5.) Ensure Transparent and Dynamic Risk Reporting. Risk reporting must reach the right people with the right information. Reports should not be limited to the metrics mandated by external disclosure rules—they should include all the information the board needs to assess the company’s risk exposure. Similarly, reporting should be dynamic, taking into consideration the velocity by which existing risks change or new risks emerge.

  • What is the threshold for risk-related reporting to the board (e.g., categories of risk, specific issues or incidents)? What situations may call for greater board engagement (e.g., perceived management failure to disclose or address a critical risk)? Do we have a protocol that defines these situations? 

6.) Reinforce Clear Accountability for Risk. The management of risk in today’s often-extended enterprise is complex, with executive teams typically transferring ownership of risks to specialist functions. But examination of recent risk disasters reveals that diffuse accountability for risk management is a major problem.

  • As we reward our executives, do we take into account their ability to anticipate and manage risk?
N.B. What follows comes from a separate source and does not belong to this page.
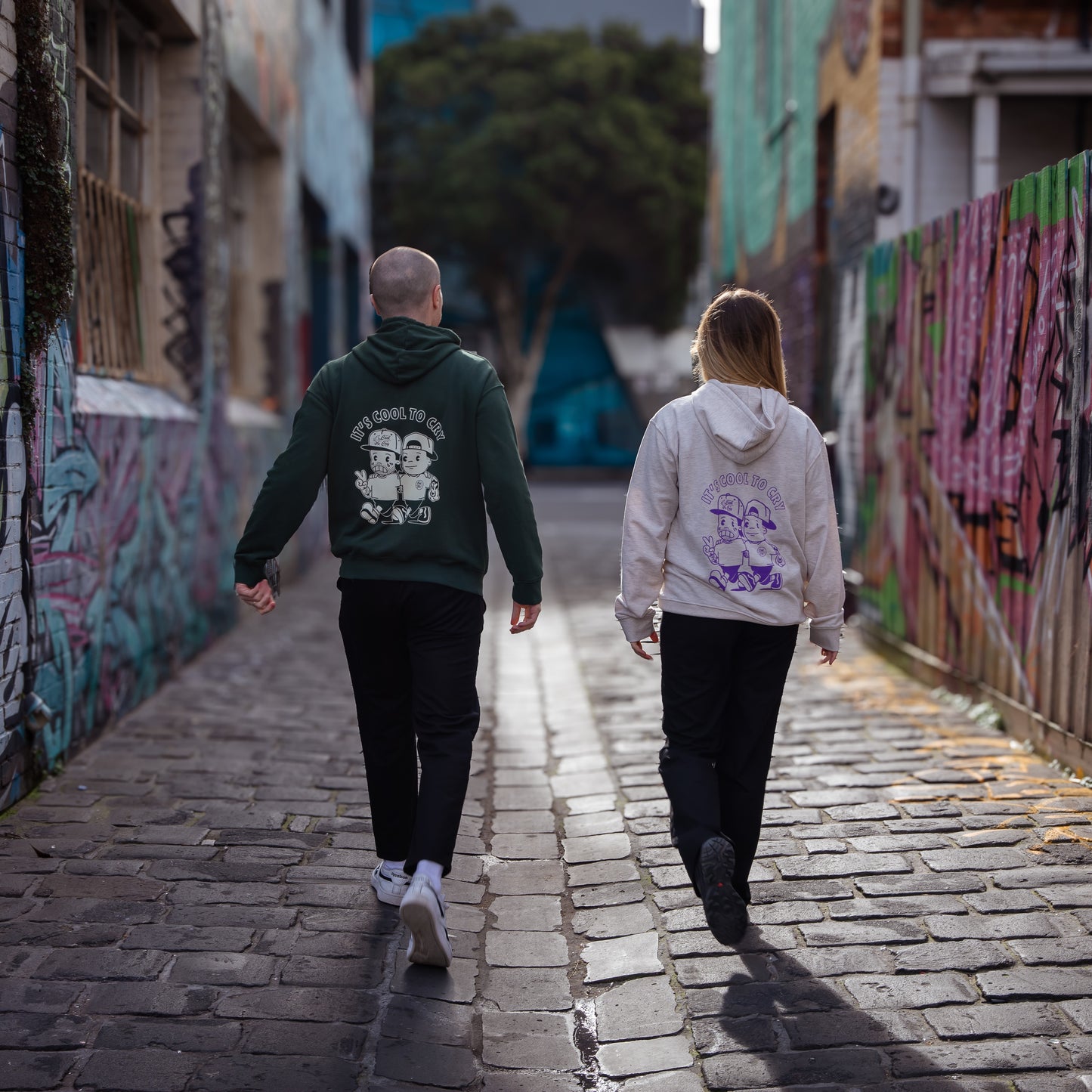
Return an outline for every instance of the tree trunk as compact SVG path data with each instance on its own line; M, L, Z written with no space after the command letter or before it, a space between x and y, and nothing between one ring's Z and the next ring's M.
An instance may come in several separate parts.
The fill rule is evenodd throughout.
M511 282L498 281L489 293L489 301L492 305L497 333L506 361L508 405L512 411L515 438L520 444L520 454L524 460L526 460L529 451L527 425L531 416L531 400L538 383L538 373L542 371L543 361L546 359L546 345L549 341L550 328L554 325L554 316L557 313L558 297L577 264L580 249L578 242L569 242L561 253L557 268L543 289L526 345L523 343L524 309Z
Are accountability for and performance in managing risks effectively embedded in incentive structures at all levels of the organization? How far down the reporting chain do our incentives for risk management excellence go?

7.) Verify That Mitigation Reduces Risk Exposure. The success or failure of risk mitigation is often underreported, leaving boards with a limited understanding of whether or not risks are effectively minimized over time.

  • Do we clearly differentiate between risks that can and cannot be mitigated? Are our mitigation plans realistic? Do we understand that mitigation does not mean elimination? Have we clearly communicated our expectations for reporting on risk mitigation?

8.) Assess Risk Culture. Culture is often described as how work really gets done when no one is looking, and it is critical to ensuring a successful and sustainable strategy. More specifically, risk culture is a critical subset of overall corporate culture defined as the behavioral norms inside a company that drive both individual and collective risk decisions. A well-balanced risk culture can unleash innovation, and deter fraud and abuse.

  • Do we have a culture in which staff at all levels know what risks to take and what risks to avoid? How willing are employees to speak up about problems that can cause significant risk to the organization?

By adopting the above eight practices, directors can help their companies prepare for risks in 2017 and beyond.